The inventory declines also occurred as "buyers buy things faster," Andrew Wilkinson, the New York City-based chief economic strategist at Miller Tabak & Co. said in a phone interview. The median time on the market for all homes was 62 days in March, down from 74 days in February and was 32% below 91 days in March 2012. The inventory tightness may have also had to do with cheaper houses having already been bought, said Wilkinson.
Distressed homes -- foreclosures and short sales -- accounted for 21% of March sales, down from 25% in February. First-time buyers were unchanged from February while all-cash sales fell to 30% of transactions in March from 32% in February. Individual investors bought 19% of homes in March, down from 22% in February.
"Conditions continue to broadly favor sellers," Lawrence Yun, the NAR's chief economist said in a statement.

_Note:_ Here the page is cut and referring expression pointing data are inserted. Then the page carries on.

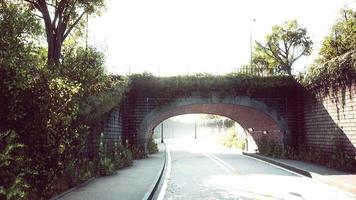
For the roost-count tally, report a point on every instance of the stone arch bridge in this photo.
(275, 111)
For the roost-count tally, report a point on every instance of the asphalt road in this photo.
(203, 171)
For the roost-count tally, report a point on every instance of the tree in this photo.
(342, 37)
(60, 17)
(286, 44)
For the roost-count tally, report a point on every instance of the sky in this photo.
(176, 37)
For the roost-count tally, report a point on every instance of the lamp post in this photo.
(195, 126)
(254, 20)
(162, 132)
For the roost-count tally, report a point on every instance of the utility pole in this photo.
(162, 132)
(254, 20)
(195, 126)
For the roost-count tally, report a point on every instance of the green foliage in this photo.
(112, 158)
(101, 93)
(284, 45)
(231, 83)
(12, 167)
(337, 73)
(342, 37)
(18, 60)
(138, 152)
(152, 146)
(336, 67)
(234, 141)
(59, 19)
(269, 147)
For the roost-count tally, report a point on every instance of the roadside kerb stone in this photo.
(330, 181)
(151, 191)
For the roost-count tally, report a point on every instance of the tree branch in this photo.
(73, 25)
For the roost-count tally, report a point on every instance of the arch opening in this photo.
(213, 130)
(255, 123)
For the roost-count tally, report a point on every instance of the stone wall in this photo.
(330, 120)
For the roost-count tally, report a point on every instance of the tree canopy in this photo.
(60, 17)
(342, 37)
(284, 45)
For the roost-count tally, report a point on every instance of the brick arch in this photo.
(247, 112)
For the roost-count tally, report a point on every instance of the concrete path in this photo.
(337, 178)
(199, 171)
(132, 183)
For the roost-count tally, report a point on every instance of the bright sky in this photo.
(168, 37)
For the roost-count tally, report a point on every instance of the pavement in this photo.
(200, 171)
(340, 179)
(222, 173)
(133, 183)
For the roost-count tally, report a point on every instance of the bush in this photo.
(233, 141)
(12, 167)
(122, 156)
(112, 158)
(269, 147)
(138, 152)
(152, 146)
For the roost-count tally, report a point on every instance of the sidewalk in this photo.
(336, 178)
(132, 183)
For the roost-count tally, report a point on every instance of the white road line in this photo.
(223, 162)
(276, 166)
(167, 176)
(220, 164)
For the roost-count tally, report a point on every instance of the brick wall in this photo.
(330, 121)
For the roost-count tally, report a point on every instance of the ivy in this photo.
(338, 73)
(245, 84)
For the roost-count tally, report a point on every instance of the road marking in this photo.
(167, 176)
(225, 166)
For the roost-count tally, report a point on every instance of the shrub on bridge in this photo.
(112, 158)
(13, 184)
(231, 83)
(270, 147)
(152, 146)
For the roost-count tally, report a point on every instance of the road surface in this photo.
(203, 171)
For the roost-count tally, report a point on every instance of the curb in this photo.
(280, 164)
(315, 176)
(72, 189)
(152, 189)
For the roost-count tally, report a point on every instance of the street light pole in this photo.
(195, 126)
(254, 20)
(162, 132)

Wilkinson said the weaker-than-expected housing number does not fit with rising mortgage purchase applications and could signal that the market is suffering from a lack of credit-worthy buyers. An index of mortgage purchase applications during March ran at a pace 5.5% higher than seen during February, averaging 205.6 through in the four weeks ending March 29. And in a sign of a spring pick-up in activity, the first two weeks of April produced an average reading for the index of 213.8.
"If lenders aren't willing to lower the bar, then things could run out of steam," he said. Underwriters now expect credit scores over 710, 720 or higher, much higher than the bar set during the housing boom of the 2000s that peaked in 2006.
The economic strategist said the housing recovery remains robust and the existing home sales trajectory remains up and are near their highest level in five years. Other indications such as the amount of lumber purchases to build new homes continue to track higher.
Sales of previously owned homes fell Monday to 4.92 million annual units from 4.95 million in February, according to the National Association of Realtors. Economists in a Thomson Reuters poll predicted a rise to 5.01 million annualized units.
"We would view any pullback in the housing market and housing-related equities as a buying opportunity," said John Canally, investment strategist and economist at the Boston office of LPL Financial, which is the nation's largest independent broker-dealer. "We think we're in the early innings of a fairly long housing recovery driven by fundamentals. Prices are low, interest rates are low, there's a lot of pent-up demand, so we're kind of viewing these kind of blips in in homebuilder equities as buying opportunities."
Homebuilder equities, which weakened after the existing home sales report, were building steam in afternoon trading. D.R. Horton was up 0.73%, Beazer Homes was popping 2.63%, KB Home was rising 1.66% and PulteGroup was higher by 0.61%.